Article ID: | iaor19951809 |
Country: | United States |
Volume: | 40 |
Issue: | 11 |
Start Page Number: | 1542 |
End Page Number: | 1561 |
Publication Date: | Nov 1994 |
Journal: | Management Science |
Authors: | Malakooti Behnam, Zhou Ying Q. |
Keywords: | decision theory: multiple criteria, learning, neural networks |
Decision making involves choosing some course of action among various alternatives. In almost all decision making problems, there are several criteria for judging possible alternatives. The main concern of the Decision Maker (DM) is to fulfill his conflicting goals while satisfying the constraints of the system. In this paper, the authors present an Adaptive Feedforward Artificial Neural Network (AF-ANN) approach to solve discrete Multiple Criteria Decision Making (MCDM) problems. The AF-ANN is used to capture and represent the DM’s preferences and then to select the most desirable alternative. The AF-ANN can adjust and improve its representation as more information from the DM becomes available. The authors begin with the assumption that an AF-ANN topology is given, i.e., specific numbers of nodes and links are predetermined. To adjust the parameters of the AF-ANN, they present an iterative learning algorithm consisting of two steps: (a) generating a direction, and (b) a one-dimensional search along that direction. The authors then present a methodology to obtain the most appropriate AF-ANN topology and set its parameters. The procedure starts with a small number of nodes and links and then adaptively increases the number of nodes and links until the proper topology is obtained. Furthermore, when the set of training patterns (alternatives with their associated evaluations by the DM) changes, the AF-ANN model can adapt itself by re-training or expanding the existing model.

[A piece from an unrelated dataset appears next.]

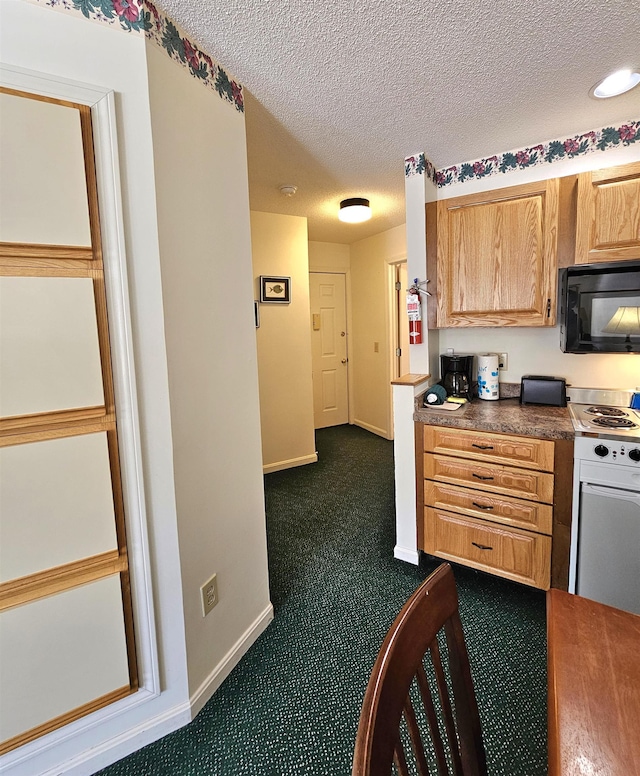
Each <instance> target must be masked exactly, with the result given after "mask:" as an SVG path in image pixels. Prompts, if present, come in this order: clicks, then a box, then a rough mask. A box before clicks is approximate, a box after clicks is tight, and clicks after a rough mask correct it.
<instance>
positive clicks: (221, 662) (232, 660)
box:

Some illustrative examples are presented. To solve discrete MCDM problems by an AF-ANN, the authors show how to incorporate basic properties of efficiency, concavity, and convexity into the AF-ANN. They formulate the MCDM problems and use the AF-ANN to rank the set of discrete alternatives where each alternative is associated with a set of conflicting and noncommensurate criteria. The authors present a method for solving discrete MCDM problems through AF-ANNs which consists of: (a) formulating and assessing the utility function by eliciting information from the DM and then training the AF-ANN, and (b) ranking and rating alternatives by using the trained AF-ANN model. Some computational experiments are presented to show the effectiveness of the method.